福岡県糸島市 司法書士 ブログ

固定観念

固定観念から抜け出せない。

これが普通なのかもしれません。

「うちの主人が・・・」

夫を主人と呼ぶ。

つまり、彼女は「男=夫」がメインであると言っているのです。

世間では、今も夫を「主人」と呼ぶことが一般的です。

夕方、妻を訪ねてくる人が言います。

「奥様は夕食のご準備で忙しいと存じますが・・・」

妻が食事を作るものだという前提がなぜか当たり前のようになっています。

我が家では、夕食を作るのは私です。
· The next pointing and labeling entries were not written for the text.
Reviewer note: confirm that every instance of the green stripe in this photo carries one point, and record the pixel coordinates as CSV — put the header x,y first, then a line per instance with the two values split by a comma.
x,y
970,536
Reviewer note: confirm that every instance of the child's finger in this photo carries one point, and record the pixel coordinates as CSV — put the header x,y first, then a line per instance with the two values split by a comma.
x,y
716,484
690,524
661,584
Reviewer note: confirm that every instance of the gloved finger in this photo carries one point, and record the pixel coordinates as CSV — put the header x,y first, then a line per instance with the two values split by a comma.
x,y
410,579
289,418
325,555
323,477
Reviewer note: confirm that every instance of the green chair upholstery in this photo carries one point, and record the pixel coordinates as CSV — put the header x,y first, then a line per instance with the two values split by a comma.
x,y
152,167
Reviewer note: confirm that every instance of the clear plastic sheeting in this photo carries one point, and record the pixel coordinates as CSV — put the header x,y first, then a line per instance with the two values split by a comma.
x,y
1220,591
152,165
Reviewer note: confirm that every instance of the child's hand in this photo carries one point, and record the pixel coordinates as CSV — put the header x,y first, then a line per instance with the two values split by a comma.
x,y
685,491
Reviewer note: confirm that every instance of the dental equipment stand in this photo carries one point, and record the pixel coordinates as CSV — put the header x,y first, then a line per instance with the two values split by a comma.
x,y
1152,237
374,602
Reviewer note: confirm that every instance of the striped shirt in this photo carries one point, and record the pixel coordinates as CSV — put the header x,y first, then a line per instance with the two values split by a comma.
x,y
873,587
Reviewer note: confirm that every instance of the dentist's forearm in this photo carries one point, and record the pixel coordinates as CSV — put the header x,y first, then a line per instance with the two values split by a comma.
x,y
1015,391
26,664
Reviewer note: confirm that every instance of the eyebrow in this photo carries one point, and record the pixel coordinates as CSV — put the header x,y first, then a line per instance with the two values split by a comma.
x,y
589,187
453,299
妻が作ることは月に3回くらいです。

大工仕事の結果としてできあがった物を見て

「ご主人はお上手ですね」

といわれることがありますが、それは妻が作った物。

私は大工仕事はできませんが、妻は好んでやっています。

大工仕事は男がやるものー固定観念のようです。

妻の母は、妻に対して私の仕事を手伝うように言っていた時期がありました。

妻は私の仕事には興味がありません。

私は、そういう妻に手伝ってほしいとは思っていません。

妻にとっては苦痛だと思うからです。

しかし、妻の母は、妻は夫を手伝うものだという考えだったのでしょう。

これも夫がメインで妻が添え物のような考え方のように思われます。

昭和一桁生まれの母ゆえ仕方がありません。

 

男が働いて妻は家庭を守るーこの固定観念は崩れつつあるように思います。

けれども、婚姻において妻の姓を選択する人は増えません。

これは、婚姻では妻が姓を変えるものだという固定観念が世間に浸透しているからでしょう。

だれもが世間並みであることを望むのです。

「あの人たちはちょっと変ね」

といわれたくないのかもしれません。

私は、「世間並み」からはずれたくて、結婚の際に妻の姓を名乗ろうとしたのです。

妻の母から反対され、断念しました。

結果的に、今も有名俳優と同じ名前を維持し続けております。

実は、子供の頃から自分の名前には居心地の悪さを感じていました。

必ず「俳優と同じだ」と話題にされるからです。

その居心地の悪さは今も続いています。

世間並みの目立たない名前だったらよかったのに、という思いも。

 

冒頭の「うちの主人が」は選択的夫婦別姓を主張する方の発言です。

自身の固定観念には気づくことができないのに、我が国の法制を批判する。

大丈夫ですか?

まずは、つまらない固定観念から抜け出してください。

私はそう感じています。

観念の固着をどうにかできないと「変化」は無理ですよ、とも。